Robert S. Boynton – Dans l’introduction de Cold New World, votre reportage amer sur de jeunes Américains paupérisés (noirs, mexicains, néonazis), vous vous qualifiez vous-même de “spécialiste de l’inattendu”. Qu’entendez-vous par là ?

William Finnegan – Je me suis servi de cette formule parce que j’ai rarement une idée toute faite de mon article quand j’entame un projet, bien que je n’en dise rien à mes éditeurs. À la vérité, quand je termine de l’écrire, l’histoire est souvent très différente de celle sur laquelle je partais.
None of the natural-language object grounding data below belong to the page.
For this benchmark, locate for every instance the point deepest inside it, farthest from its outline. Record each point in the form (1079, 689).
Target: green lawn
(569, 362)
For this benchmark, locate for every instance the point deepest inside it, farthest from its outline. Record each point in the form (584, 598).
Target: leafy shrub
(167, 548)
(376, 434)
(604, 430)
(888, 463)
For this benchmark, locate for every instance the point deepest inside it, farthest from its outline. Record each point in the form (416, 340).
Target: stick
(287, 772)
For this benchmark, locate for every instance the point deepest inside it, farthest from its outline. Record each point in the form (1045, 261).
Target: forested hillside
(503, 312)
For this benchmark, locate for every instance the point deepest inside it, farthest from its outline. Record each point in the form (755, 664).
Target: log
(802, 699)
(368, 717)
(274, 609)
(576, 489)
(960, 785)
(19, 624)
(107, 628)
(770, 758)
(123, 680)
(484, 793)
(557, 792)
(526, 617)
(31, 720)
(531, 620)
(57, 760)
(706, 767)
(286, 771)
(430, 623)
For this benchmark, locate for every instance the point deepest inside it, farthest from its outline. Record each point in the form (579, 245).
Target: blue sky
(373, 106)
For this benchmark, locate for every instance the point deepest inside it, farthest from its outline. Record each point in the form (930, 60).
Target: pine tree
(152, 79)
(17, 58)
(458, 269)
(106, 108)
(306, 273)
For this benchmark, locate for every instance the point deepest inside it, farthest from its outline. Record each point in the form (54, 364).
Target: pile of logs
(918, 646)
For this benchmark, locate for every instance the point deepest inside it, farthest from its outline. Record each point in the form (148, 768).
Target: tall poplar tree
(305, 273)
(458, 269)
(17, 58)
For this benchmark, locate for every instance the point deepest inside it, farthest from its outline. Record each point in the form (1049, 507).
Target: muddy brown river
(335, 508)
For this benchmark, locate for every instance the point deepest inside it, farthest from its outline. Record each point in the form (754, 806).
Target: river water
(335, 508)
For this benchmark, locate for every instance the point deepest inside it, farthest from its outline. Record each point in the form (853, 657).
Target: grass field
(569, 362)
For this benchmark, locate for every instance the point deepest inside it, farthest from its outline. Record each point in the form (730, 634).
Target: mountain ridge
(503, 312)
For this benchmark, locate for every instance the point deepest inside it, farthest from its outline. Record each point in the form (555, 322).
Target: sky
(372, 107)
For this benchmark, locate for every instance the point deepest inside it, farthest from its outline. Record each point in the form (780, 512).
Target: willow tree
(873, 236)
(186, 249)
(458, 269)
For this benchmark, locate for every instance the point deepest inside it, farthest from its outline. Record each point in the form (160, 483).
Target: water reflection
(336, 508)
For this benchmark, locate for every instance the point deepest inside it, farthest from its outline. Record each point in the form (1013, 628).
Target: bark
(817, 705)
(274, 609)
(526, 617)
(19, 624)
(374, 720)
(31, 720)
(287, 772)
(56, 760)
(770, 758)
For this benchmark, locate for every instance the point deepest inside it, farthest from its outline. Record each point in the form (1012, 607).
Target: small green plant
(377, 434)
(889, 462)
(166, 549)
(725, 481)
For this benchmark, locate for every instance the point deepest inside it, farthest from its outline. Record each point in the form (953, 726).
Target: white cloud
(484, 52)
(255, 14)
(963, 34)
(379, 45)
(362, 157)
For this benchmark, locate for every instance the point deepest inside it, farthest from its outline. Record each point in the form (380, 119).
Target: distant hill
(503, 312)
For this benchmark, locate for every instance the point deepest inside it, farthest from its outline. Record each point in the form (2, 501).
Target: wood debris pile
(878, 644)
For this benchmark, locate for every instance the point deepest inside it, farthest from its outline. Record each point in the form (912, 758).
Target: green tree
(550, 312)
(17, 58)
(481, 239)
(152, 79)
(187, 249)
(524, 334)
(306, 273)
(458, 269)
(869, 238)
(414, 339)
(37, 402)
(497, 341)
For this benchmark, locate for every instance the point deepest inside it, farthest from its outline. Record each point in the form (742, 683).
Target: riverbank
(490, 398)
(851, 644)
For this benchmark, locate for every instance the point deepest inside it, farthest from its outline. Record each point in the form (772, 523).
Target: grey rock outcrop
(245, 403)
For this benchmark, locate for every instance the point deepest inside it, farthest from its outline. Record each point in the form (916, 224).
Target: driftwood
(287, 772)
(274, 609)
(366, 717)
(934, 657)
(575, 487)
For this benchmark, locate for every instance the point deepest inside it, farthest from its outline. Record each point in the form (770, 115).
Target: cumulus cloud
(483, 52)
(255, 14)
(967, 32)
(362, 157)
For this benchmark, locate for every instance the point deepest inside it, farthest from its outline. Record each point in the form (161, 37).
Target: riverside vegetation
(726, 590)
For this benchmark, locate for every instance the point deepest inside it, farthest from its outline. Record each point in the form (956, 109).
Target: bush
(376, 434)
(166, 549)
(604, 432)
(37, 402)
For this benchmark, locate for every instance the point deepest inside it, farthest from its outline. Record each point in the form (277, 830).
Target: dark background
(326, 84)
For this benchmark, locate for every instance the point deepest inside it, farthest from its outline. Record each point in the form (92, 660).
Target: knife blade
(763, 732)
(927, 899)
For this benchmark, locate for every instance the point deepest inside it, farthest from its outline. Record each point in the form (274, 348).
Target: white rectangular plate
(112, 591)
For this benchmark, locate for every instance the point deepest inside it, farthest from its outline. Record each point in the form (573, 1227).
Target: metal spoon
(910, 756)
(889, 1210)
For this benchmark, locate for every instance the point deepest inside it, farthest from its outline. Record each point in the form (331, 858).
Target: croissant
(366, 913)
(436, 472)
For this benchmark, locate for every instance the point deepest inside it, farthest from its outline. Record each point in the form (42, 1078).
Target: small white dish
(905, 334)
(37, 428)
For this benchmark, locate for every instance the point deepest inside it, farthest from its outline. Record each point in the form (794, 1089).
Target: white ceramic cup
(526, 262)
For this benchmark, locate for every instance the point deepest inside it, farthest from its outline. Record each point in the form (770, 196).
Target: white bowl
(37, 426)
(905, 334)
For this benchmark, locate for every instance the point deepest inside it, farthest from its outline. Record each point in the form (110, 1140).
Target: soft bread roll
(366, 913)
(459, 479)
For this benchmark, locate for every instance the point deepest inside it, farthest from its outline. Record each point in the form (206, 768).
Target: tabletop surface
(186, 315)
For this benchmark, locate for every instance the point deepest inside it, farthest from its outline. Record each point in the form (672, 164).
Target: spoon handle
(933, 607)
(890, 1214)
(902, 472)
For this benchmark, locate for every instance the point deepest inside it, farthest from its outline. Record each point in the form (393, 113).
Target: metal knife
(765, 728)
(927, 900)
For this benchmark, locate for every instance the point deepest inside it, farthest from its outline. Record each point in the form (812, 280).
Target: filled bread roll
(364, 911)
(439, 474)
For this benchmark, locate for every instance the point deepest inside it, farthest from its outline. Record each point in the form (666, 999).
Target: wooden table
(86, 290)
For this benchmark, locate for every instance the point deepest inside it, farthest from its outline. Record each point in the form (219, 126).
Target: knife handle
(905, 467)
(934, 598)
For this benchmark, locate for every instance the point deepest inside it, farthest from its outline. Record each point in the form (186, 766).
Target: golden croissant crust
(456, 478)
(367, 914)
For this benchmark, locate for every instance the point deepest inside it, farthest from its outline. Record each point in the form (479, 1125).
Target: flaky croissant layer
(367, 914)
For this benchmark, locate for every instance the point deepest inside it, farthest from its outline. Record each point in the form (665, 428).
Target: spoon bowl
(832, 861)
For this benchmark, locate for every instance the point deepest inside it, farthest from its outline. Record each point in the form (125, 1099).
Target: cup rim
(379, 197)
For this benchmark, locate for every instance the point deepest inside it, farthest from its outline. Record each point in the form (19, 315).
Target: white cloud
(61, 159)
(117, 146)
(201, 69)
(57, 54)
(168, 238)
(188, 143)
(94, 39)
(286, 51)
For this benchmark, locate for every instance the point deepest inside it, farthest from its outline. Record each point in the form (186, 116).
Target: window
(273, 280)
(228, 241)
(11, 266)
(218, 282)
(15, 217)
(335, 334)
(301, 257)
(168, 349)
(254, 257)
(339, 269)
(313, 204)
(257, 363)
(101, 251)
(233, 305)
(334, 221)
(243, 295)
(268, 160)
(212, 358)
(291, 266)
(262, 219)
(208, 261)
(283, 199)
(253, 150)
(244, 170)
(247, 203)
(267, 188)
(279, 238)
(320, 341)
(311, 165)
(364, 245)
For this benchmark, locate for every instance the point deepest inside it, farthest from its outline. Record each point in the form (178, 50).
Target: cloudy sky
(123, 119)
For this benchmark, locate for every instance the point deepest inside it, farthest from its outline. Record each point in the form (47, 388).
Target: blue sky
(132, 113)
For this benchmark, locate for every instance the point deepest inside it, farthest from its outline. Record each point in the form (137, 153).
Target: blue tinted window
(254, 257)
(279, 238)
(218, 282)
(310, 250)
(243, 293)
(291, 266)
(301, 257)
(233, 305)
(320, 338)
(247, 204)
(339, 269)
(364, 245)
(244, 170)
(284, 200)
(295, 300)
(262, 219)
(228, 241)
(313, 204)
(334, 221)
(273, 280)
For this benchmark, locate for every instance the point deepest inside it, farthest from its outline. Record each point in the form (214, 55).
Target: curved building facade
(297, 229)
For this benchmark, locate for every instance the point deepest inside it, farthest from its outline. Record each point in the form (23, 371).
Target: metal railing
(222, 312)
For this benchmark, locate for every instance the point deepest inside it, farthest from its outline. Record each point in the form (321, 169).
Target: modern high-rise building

Par exemple, je suis allé en Somalie en 1995, dépêché par le New Yorker pour couvrir la fin d’une mission avortée des Nations unies. L’intervention avait mis fin à la famine mais tourna ensuite au fiasco. Le retrait de l’ONU était tendu : c’est là-dessus que se sont
concentrés les quelques journalistes étrangers présents. Mais je ne suis pas un reporter conventionnel et j’avais d’autres visées. Or tout le pays était à ma disposition ! En observant la Somalie plutôt que le retrait des Nations unies, mes idées préconçues sur ce pays souffrant, affamé et plongé dans l’anarchie ont été très vite mises à mal par la réalité : j’avais sous les yeux une société en effervescence, efficace et passionnante. Il n’y avait certes plus de gouvernement et beaucoup de violence, mais de nouvelles structures avaient visiblement émergé pour remplacer l’État, tandis que se réalisaient de nombreuses transactions commerciales. On publiait des journaux, les gens mangeaient et vivaient leur vie. La question qui se posait, c’était :
comment était-ce possible ? Aucun service étatique n’aurait pu vous répondre : ni banque, ni poste, ni aucune administration normale moderne.

Traduit de l’anglais (États-Unis) par Frank Reichert. Cet entretien est extrait de The New New Journalism: Conversations with America’s Best Nonfiction Writers on their
Craft
de Robert S. Boynton, paru en 2005 chez Vintage Books Original. Des coupes ont été réalisées pour la présente édition.
© Robert S. Boynton, 2005.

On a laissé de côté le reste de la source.